Celebratio Mathematica

[letterhead]
Yale University
New Haven, Connecticut 06520
	[letterhead]
	Department of Mathematics
	12 Hillhouse Avenue
	Box 2155 Yale Station
	[handwriting] March 12, ’87

Dear Yves,

I attach a copy of what I wrote about wavelets with compact support. It is not (yet) an article: rather the sort of thing that I write for myself before writing an article, to let ideas crystallize. All the proofs are there.

I was telling you on the phone that my way of seeing wavelets with compact support was more graphical. That is also the way I came upon them. At the start, fix \( f(n), \) \( g(n). \) (In fact, Bob Hummel, one of the researchers on [computer] vision at NYU, gave me some articles, including one by J. Burt, which contains a decomposition and recomposition using a single filter. It is not a decomposition using wavelets, and the algorithm proposed by S[téphane] Mallat is not only nicer but also more efficient. Stéphane refers to Burt (Laplacian pyramid schemes) in his paper. Since I’d read Burt a few days before receiving Stéphane’s paper, I was in just the right frame of mind to take the filters, or the discrete algorithm, as a starting point rather than as a consequence of the (beautiful!) “wavelets + multiscale” structure.) So then, fix the functions \( f(n) \) and \( g(n). \)

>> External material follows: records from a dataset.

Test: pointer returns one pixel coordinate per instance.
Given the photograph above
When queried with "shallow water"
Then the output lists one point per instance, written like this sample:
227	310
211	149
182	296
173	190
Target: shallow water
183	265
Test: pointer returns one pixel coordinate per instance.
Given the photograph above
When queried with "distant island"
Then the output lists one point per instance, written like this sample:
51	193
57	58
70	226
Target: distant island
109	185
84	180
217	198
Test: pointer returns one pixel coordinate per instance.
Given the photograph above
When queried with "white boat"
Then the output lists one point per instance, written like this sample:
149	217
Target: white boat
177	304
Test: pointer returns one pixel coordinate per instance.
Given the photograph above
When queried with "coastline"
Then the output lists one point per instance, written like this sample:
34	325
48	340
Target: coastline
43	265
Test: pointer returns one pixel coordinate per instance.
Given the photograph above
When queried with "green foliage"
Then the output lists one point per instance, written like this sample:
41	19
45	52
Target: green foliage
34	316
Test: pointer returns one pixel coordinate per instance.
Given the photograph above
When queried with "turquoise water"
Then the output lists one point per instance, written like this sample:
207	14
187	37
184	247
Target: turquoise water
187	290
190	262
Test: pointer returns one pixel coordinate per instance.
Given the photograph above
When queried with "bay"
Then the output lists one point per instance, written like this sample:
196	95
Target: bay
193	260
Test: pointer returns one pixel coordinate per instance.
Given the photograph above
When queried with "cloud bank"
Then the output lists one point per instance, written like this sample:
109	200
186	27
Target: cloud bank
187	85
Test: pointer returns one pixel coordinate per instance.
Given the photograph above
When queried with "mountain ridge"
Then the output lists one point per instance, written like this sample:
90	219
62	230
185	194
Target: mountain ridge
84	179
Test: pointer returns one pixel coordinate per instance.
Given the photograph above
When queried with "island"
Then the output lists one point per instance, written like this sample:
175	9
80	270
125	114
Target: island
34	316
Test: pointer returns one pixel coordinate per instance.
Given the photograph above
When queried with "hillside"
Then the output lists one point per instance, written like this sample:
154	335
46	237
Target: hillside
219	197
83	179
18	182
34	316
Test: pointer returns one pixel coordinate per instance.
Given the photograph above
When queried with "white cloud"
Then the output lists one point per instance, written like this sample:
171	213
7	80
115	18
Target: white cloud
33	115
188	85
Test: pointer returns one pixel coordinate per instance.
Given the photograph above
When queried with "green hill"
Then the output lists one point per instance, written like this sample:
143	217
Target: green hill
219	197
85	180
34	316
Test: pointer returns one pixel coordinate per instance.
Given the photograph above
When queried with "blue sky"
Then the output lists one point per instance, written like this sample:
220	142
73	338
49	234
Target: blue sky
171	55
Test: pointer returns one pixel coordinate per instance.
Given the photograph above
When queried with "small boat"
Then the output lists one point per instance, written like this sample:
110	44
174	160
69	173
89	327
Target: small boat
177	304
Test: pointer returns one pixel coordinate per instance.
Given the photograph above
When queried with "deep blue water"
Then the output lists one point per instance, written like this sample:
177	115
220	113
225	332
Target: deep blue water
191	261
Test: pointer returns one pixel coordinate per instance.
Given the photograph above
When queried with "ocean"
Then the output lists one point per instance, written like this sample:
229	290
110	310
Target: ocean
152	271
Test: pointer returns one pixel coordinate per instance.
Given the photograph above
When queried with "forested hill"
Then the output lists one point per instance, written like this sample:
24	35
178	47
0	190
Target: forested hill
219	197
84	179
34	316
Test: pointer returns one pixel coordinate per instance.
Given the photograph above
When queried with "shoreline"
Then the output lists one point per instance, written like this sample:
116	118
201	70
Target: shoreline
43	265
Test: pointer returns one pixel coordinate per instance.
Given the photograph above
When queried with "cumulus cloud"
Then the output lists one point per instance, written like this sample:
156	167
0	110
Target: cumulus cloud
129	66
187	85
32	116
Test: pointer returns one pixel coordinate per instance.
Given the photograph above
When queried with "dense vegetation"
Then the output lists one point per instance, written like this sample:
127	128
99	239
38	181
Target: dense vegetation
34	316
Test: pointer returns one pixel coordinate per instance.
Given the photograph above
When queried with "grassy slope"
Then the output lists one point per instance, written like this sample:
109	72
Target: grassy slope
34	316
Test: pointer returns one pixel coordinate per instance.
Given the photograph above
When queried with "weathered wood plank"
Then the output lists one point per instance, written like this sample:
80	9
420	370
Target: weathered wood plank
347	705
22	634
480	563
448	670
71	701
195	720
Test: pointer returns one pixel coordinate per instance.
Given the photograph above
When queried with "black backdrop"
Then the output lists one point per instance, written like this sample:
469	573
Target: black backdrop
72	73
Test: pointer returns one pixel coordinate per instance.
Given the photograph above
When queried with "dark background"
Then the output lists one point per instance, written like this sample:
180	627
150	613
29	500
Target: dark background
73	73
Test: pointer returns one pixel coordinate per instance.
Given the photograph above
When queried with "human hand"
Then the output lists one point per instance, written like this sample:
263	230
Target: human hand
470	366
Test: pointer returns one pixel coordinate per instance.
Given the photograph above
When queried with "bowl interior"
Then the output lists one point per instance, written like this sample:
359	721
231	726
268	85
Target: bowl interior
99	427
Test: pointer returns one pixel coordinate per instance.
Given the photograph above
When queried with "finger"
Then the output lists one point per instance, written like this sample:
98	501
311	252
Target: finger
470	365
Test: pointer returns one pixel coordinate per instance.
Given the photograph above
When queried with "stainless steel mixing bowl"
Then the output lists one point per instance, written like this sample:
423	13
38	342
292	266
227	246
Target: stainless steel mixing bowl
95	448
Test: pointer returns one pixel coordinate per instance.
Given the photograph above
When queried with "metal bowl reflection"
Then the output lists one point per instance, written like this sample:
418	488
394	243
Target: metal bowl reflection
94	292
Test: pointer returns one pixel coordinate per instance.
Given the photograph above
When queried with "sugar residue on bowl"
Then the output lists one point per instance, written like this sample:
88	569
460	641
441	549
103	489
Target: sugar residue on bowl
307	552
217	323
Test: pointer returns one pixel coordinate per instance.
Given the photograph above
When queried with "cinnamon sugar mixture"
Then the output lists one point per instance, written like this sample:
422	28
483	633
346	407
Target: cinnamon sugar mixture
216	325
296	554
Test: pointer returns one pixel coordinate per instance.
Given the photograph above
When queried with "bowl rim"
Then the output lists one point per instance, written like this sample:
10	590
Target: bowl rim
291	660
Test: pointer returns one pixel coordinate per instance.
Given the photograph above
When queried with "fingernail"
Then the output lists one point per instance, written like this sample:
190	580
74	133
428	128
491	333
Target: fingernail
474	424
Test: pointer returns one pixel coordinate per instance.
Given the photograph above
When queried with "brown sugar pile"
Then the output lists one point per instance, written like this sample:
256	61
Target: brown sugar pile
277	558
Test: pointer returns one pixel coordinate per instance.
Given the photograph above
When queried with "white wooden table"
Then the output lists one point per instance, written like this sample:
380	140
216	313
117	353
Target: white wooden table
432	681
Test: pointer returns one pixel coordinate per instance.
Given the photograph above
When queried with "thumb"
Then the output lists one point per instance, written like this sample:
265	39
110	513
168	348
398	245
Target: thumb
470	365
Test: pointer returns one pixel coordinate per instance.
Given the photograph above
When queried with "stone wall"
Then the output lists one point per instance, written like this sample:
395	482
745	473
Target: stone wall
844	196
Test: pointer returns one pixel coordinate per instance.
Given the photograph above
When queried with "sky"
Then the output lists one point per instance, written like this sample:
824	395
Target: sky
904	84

Reading Stéphane’s article, I immediately realized that the discrete algorithm rests completely on \begin{align} \label{1} &\sum_k\,\bigl[f(n-2k)f(m-2k)+g(n-2k)g(m-2k)\bigr]=\delta_{mn} \\ \label{2} \hbox{and}\quad& \sum_k\,\bigl[f(n-2k)g(n-2l)\bigr]=0. \end{align} So I asked myself if there exist \( f(n), \) \( g(n) \) satisfying those conditions and not necessarily coming from a wavelet basis. And in fact they do exist. One example is \begin{align*} f(0)&=\lambda\mu N^{-1},& f(1)&=\lambda N^{-1},& f(2)&= N^{-1},& f(3)&= -\mu N^{-1},\\ g(0)&=\mu N^{-1},& g(1)&=N^{-1},& g(2)&=-\lambda N^{-1},& g(3)&= \lambda \mu N^{-1},\\ \end{align*} where \( N=[(1+\lambda^2)(1+\mu^2)]^{1/2} \) and \( \lambda,\mu\in\mathbb{R} \) are arbitrary.

Since we like filters with finitely many “taps”, that is, with a finite number of nonzero coefficients \( f(n), \) I imposed that condition from the start as well.

The folks who play with those filters also like to have a certain kind of continuity. This is how they see the matter:

Let’s decompose a sequence \( c=(c_n)_{n\in \mathbb Z} \), which we imagine as a discrete signal, with a very small “step” between consecutive impulses. The decomposition, according to Stéphane’s algorithm, gives sequences \[ d_1=Gc, \quad d_2 = GFc,\quad \dots,\quad d_N=GF^{N-1}C\quad\hbox{and}\quad c_N=F^Nc, \] where \[ (Gc)_k=\sum_n g(n-2k)c_n,\quad (Fc)_k=\sum_n f(n-2k)c_n \] (in Stéphane’s notation), where each \( d_j \) has a “step” \( 2^j \) times larger than the initial \( c \), and \( c_N \) has a “step” \( 2^N \) times larger.

Let’s record all this in a pyramidal structure (the same drawings you use! I was very excited to find them in papers by engineers).

I’ll draw the \( d_j \) in blue and the final \( c_N \) in black.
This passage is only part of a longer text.